Слёзы катились по вискам, впитывались в волосы, смешивались с пылью, превращались в грязные дорожки на щеках. Он молился о спасении, о праве просто смотреть на мир без потребности извлекать из него «материал». Он просил прощения у призраков. У утра и света, который дарит себя всем, не спрашивая, достоин ли ты его. У красоты, которую он годами путал с формой, а не с содержанием. У тяги к солнечному свету, которую он подавлял, считая её признаком наивности.
Теперь наивность казалась ему единственной формой искренности. Наивность, которая позволяет дышать и любить мир не за его шрамы, а за то, что он, несмотря на всё, продолжает цвести и тянуться к свету и красоте
Он лежал, глядя в потолок, где луч света уже давно погас, уступив место сумеркам. Он понимал, что возможно скоро умрет, но в этой темноте он впервые за долгое время почувствовал не страх, а благодарность за луч солнца. Благодарность маленького, сломленного, но еще живого существа, которое наконец поняло, что вдохновение не рождается в подвалах. Оно рождается на свету, и требует принять солнце таким, какое оно есть. Даже если этот луч солнца станет последним.
И когда над головой раздался хруст щебня, когда в проломе метнулся луч мощного фонаря, а сверху раздался чужой, испуганный, но живой голос: «Эй! Тут кто-то есть!

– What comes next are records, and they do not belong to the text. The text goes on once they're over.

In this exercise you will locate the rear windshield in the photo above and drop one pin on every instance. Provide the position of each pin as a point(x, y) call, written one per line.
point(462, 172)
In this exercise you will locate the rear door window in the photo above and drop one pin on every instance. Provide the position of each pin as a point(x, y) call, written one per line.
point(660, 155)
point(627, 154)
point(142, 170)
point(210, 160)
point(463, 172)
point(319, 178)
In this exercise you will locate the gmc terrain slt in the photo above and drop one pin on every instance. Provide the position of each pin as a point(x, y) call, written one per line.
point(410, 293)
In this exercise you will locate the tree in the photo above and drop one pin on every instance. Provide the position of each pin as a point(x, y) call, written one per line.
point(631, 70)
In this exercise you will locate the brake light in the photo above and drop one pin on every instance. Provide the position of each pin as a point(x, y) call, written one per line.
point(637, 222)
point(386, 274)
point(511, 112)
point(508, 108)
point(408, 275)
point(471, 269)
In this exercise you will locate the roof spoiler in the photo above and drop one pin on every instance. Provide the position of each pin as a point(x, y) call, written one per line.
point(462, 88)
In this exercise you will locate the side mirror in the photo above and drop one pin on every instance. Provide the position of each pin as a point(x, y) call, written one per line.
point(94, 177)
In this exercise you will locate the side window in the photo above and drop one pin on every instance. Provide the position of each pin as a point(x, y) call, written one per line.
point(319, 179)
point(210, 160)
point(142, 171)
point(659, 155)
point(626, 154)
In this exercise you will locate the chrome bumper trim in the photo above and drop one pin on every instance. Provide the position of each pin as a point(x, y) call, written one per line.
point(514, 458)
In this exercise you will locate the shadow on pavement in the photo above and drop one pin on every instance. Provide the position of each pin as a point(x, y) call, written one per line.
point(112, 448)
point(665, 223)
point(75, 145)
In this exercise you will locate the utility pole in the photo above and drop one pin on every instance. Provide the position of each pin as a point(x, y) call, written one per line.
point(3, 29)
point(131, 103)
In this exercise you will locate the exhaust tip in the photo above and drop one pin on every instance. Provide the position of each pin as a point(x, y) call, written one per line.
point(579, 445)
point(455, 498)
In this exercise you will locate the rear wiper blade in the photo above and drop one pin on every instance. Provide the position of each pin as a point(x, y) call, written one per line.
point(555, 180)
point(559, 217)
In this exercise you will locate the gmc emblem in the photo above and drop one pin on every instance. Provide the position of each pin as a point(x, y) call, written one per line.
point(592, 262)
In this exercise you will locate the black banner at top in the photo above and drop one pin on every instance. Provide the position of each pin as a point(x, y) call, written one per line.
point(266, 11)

Чёрт возьми, он дышит!», он не закричал. И даже не попытался ползти. Он просто закрыл глаза. И впервые за три дня улыбнулся. Не красиво и эстетично, а просто по-человечески. Потому что свет, о котором он молил, уже не висел где-то над потолком. Он шёл к нему. В руках людей. В звуке шагов. В глотке свежего воздуха, который наконец-то перестал пахнуть прошлым.
Звонки. Сирены. Голоса спасателей. Ломики, работающие в завале. Свет, режущий глаза. Грязные, дрожащие руки, вытягивающие его из каменного чрева. Его вынесли на поверхность, положили на траву, дали воды. Он дышал. Воздух был сладким, прохладным, настоящим. Он пах не известью и не страхом. Он пах жизнью.
Он поднял голову. Небо горело синим цветом. Закат был не кровавым, как в его страхах, а золотым, мягким, бесконечно теплым. Вода отражала облака, а ветер шевелил волосы, унося с собой запах пыли.
Он медленно поднялся. Ноги дрожали, но держали. Обошёл мольберт, стоявший там, где он его оставил. Картина осталась незавершённой. Некоторые картины не должны быть закончены…
Он сел в лодку. Оттолкнулся веслом от скользкого камня. Вода сомкнулась за кормой. Он греб, не оглядываясь на встречу солнечному свету. Остров остался позади. Сначала — тёмной глыбой на горизонте. Потом — серой кляксой на морском холсте. Потом — просто точкой. И, наконец, исчез вовсе, растворившись в дымке вечернего тумана.